Долго думала, прежде чем решиться обречь это в слова. Режим добровольного радиомолчания — большое благо, но всему наступает конец. Наверное я ждала, когда окончательно остынет пепел, чтобы начать думать о тебе не испытывая безотчетного желания разбить что-нибудь объемное. Не от злости, вовсе нет — от тоскливой неопределенности, от которой нет спасения. Отпустило. Теперь я понимаю, что это было необходимо — думать о тебе, говорить, писать, вспоминать... Хотя бы для того, чтобы избавиться от ощущения всеобъемлющего, щенячьего счастья. Для того, чтобы снова начать верить. Не вздрагивать, замечая кого-то похожего в уличной толкотне. Не слушать с нерадивым удивлением собственное невыразительное блеянье. Чтобы набраться, наконец, смелости взглянуть в чьи-то глаза или отражение в зеркале. И не увидеть там тебя. Чтобы красить ногти розовым, носить платья и красиво-неудобные туфли на шпильках. И не искать тебя глазами. Я ведь помню, как это было раньше. Слишком хорошо помню.
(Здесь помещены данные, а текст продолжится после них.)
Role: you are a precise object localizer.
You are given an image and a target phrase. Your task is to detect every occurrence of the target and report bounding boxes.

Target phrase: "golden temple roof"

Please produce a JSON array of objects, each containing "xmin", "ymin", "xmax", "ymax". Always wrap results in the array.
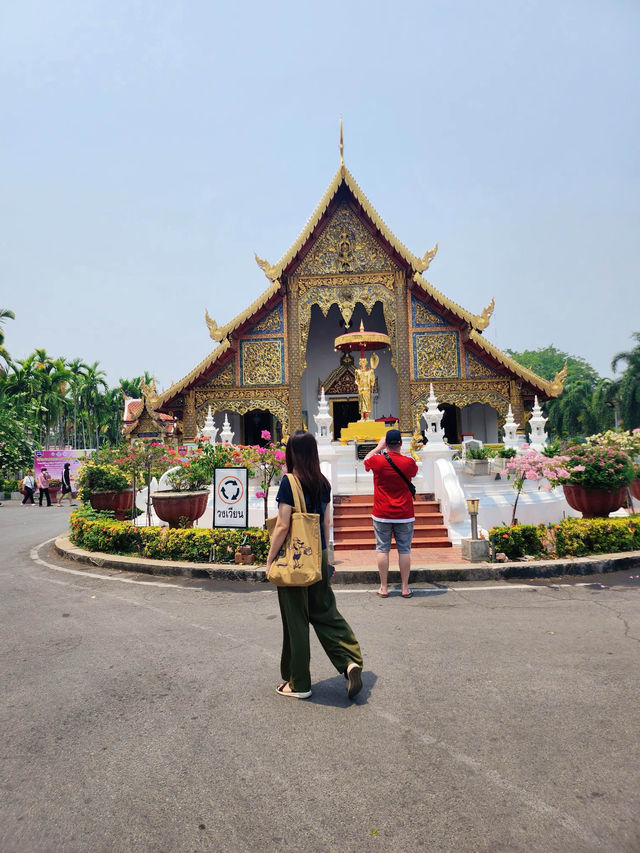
[
  {"xmin": 262, "ymin": 164, "xmax": 435, "ymax": 278},
  {"xmin": 158, "ymin": 339, "xmax": 231, "ymax": 406},
  {"xmin": 469, "ymin": 329, "xmax": 560, "ymax": 397}
]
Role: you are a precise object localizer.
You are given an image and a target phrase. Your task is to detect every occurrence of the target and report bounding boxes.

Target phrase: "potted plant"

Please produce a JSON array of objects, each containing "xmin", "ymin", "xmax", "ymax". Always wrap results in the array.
[
  {"xmin": 491, "ymin": 447, "xmax": 516, "ymax": 471},
  {"xmin": 506, "ymin": 449, "xmax": 570, "ymax": 526},
  {"xmin": 49, "ymin": 477, "xmax": 60, "ymax": 503},
  {"xmin": 151, "ymin": 454, "xmax": 212, "ymax": 527},
  {"xmin": 78, "ymin": 459, "xmax": 133, "ymax": 520},
  {"xmin": 464, "ymin": 444, "xmax": 489, "ymax": 477},
  {"xmin": 559, "ymin": 442, "xmax": 636, "ymax": 518}
]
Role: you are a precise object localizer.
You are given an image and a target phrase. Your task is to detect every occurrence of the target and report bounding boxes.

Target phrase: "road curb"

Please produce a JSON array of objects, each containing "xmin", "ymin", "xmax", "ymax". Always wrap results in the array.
[{"xmin": 54, "ymin": 535, "xmax": 640, "ymax": 585}]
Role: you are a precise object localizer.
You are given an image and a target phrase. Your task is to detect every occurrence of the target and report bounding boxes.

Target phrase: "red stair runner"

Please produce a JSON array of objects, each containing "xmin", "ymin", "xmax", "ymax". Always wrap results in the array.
[{"xmin": 333, "ymin": 495, "xmax": 452, "ymax": 551}]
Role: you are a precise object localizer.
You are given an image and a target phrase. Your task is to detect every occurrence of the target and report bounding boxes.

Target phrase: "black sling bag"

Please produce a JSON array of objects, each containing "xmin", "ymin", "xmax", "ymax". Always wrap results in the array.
[{"xmin": 382, "ymin": 453, "xmax": 416, "ymax": 498}]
...Распущенные по плечам волосы, и непременно без шапки, — пусть заметит какая у меня умопомрачительная прическа! Двенадцати сантиметровый каблук — ну чем я не модель. И короткая юбка. И вырез поглубже. И струящийся на ветру шейный платок... А потом вечером, сидя в продавленном кресле завернувшись в плед, прихлебывая чай с медом и хлюпая простуженным носом ты в очередной раз уверяешь себя, что «и это тоже пройдет» и перелистываешь страничку численника...
Потом стало проще. Появились кухня и кофе, и коньяк, и Мандельштам, и сигареты, и тихие неопределенные во времени и пространстве вечера. И трусливое самокопание и самопрепарирование. Только ведь и это ничего не изменило. Можно бесконечно перекраивать, но, в результате получишь не более чем ворох цветных лоскутков. Пэчворк впрочем, тоже дело. Только вот даже разбитой чашки не склеить. А если нужно собрать расколоченный вдребезги сервиз на двенадцать персон — ни одна Золушка не справится.
Прав трижды и многожды был Азазелло, только огонь способен принести избавление, пусть и жаль порой, что рукописи не горят.